A feud that saw these two multi millionaire, world famous, heroic racing drivers, fighting a cold war over the use of the bathroom in the McLaren motorhome, or only speaking to one another through a third party.

Prost left the team for Ferrari at season’s end.

With all of this going on, there was still a feeling within the team of invincibility.

We were the best and we knew it!

As in all things however, that dominance would eventually pass into the record books as the rules and the circumstances changed.

The baton of superiority passed to the Williams team for a while then on to the Scuderia Ferrari and Red Bull teams to the present day Mercedes team.

But what that history teaches us is that dominance does not mean permanence.

The pendulum will swing in another direction at some point, as it always has.

However, in the past the rules of the game were not so absolute in engineering terms as today.
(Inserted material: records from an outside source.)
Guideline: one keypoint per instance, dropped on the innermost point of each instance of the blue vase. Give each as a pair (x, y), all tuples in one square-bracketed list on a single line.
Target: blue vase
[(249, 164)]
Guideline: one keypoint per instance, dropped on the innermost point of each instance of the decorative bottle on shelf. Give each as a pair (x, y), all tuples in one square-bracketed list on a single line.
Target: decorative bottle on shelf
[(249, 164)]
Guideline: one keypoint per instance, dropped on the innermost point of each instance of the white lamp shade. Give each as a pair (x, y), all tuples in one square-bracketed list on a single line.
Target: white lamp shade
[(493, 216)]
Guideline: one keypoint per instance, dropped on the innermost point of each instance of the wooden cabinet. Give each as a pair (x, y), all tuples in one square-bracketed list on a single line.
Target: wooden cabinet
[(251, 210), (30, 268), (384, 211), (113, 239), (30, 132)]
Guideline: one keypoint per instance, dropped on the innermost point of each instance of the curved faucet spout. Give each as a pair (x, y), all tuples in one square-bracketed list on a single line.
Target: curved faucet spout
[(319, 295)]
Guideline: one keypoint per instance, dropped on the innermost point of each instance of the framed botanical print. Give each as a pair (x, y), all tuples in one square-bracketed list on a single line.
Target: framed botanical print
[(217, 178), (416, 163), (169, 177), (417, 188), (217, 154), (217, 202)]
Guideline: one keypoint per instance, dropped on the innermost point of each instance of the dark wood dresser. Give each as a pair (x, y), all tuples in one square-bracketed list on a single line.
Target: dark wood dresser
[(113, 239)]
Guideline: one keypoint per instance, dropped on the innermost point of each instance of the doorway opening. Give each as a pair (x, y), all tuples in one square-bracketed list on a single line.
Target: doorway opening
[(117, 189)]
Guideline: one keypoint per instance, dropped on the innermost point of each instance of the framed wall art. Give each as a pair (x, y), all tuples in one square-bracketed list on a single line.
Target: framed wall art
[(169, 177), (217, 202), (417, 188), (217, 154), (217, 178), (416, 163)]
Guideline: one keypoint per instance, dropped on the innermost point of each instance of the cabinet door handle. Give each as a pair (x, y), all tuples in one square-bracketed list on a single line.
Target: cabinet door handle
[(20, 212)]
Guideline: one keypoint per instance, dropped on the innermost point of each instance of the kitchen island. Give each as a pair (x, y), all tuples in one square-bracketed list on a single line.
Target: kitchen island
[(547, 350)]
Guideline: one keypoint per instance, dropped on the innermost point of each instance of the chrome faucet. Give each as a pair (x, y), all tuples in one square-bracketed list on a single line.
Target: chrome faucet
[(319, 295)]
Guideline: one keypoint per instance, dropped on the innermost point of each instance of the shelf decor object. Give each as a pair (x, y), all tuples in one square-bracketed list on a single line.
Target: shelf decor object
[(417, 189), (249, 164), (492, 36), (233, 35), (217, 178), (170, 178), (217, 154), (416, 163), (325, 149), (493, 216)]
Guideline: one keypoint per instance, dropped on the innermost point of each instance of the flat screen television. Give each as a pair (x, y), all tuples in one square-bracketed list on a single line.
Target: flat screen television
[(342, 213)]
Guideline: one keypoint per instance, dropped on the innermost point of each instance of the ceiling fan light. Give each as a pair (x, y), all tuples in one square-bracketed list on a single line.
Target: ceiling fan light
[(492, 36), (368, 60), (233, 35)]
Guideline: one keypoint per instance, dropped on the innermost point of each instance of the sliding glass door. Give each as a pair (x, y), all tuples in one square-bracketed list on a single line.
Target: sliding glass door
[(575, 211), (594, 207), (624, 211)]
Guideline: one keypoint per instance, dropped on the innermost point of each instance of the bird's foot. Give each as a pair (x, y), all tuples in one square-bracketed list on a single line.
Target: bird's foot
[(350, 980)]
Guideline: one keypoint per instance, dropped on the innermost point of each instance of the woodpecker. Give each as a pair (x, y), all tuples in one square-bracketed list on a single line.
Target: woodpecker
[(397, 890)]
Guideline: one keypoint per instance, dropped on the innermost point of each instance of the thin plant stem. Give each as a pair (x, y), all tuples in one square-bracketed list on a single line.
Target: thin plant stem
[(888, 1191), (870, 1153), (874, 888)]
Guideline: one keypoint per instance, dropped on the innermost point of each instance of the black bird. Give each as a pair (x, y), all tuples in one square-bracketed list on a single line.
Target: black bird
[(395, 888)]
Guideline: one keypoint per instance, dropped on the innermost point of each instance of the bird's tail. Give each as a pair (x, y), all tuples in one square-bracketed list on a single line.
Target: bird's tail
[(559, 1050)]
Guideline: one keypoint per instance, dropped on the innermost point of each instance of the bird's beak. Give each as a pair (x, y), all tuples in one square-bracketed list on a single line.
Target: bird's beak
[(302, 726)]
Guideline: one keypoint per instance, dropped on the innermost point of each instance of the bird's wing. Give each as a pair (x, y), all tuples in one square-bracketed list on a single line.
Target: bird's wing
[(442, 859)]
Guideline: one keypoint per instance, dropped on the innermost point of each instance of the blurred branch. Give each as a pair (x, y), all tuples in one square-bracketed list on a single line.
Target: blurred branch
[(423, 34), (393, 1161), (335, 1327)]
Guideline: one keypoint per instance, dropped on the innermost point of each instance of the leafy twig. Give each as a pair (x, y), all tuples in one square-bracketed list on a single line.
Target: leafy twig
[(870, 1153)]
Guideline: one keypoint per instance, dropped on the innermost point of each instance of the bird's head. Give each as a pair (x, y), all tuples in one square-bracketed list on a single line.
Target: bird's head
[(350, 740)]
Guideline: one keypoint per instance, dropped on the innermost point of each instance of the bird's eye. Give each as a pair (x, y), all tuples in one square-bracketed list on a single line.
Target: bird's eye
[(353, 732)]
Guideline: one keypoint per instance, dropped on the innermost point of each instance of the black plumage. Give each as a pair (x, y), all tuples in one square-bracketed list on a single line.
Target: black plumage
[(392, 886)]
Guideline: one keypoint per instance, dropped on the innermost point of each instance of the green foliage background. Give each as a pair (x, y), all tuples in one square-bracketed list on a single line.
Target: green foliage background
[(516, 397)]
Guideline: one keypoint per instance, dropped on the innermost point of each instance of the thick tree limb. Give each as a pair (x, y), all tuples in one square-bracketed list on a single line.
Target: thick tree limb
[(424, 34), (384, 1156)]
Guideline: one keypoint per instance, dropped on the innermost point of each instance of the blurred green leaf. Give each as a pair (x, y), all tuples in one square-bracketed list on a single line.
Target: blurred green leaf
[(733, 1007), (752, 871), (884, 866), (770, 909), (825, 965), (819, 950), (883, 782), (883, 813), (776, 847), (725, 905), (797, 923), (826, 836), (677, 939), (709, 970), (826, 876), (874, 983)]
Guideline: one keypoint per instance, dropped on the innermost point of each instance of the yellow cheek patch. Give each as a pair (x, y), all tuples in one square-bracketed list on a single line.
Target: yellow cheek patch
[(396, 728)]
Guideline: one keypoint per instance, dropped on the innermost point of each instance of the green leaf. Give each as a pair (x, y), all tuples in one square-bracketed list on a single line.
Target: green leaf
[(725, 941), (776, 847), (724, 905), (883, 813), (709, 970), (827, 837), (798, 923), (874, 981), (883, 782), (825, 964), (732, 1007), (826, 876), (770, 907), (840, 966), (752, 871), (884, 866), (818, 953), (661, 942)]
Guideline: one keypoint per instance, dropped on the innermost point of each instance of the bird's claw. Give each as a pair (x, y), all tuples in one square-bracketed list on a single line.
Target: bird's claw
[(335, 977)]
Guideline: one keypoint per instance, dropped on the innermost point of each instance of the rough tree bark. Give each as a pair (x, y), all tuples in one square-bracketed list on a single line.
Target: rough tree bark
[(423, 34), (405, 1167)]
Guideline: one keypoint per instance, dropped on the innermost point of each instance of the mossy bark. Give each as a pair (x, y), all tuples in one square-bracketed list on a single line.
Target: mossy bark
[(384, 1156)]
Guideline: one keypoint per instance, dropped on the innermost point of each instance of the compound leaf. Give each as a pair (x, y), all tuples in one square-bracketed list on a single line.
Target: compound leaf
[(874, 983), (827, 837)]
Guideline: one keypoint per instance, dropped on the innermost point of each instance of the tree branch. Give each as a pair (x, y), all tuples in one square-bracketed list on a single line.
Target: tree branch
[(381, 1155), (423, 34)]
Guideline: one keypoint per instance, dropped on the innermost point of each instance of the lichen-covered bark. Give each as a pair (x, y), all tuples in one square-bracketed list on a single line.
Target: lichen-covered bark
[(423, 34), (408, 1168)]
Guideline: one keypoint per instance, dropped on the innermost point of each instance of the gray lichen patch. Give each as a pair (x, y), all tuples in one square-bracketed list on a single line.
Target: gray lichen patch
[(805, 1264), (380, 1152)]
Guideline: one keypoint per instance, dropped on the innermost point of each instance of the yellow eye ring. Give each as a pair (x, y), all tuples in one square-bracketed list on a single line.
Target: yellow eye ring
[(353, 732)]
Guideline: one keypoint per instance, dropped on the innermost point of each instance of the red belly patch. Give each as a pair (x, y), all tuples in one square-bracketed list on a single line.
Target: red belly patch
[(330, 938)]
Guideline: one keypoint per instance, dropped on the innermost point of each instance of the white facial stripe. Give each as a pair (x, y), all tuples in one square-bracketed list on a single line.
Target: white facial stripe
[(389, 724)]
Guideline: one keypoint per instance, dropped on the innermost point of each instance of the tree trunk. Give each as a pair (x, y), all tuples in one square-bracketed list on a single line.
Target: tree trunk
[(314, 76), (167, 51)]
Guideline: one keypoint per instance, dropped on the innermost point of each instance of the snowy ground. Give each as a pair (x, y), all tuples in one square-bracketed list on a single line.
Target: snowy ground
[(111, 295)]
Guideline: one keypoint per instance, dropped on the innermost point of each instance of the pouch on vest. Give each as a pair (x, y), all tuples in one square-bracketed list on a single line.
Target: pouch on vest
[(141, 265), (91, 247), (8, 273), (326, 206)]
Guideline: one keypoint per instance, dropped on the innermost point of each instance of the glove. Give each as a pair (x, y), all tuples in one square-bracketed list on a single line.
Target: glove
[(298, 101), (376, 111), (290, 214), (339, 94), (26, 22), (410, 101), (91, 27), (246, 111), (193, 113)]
Teams were able to develop new ideas and new systems to gain advantage far more economically and with far more latitude than is possible in this present era.

With the exception of power units, it is difficult to see where the next single team innovation in design is coming from as the restrictive rules around the chassis design leave very fine parameters for invention, much less revolution.

The legendary single engineer / designing leaders of the past, Colin Chapman, John Barnard, Rory Byrne, Patrick Head and the like are now swallowed up in huge design ‘departments’ and it seems that Adrian Newey of the Red Bull team may be one of the last of the breed.

At some point - hopefully in the near future - the rules and regulations for the coming years will be published, giving a chance that they will allow different interpretations of design.

Sadly though I fear they will not be wide enough to allow another Brabham ‘fan car’ or six wheel Tyrrell or even the likes of the three pedal McLaren.

Those sorts of innovations have gone the way of Formula 1 driver’s freedom from ‘PR Speak’.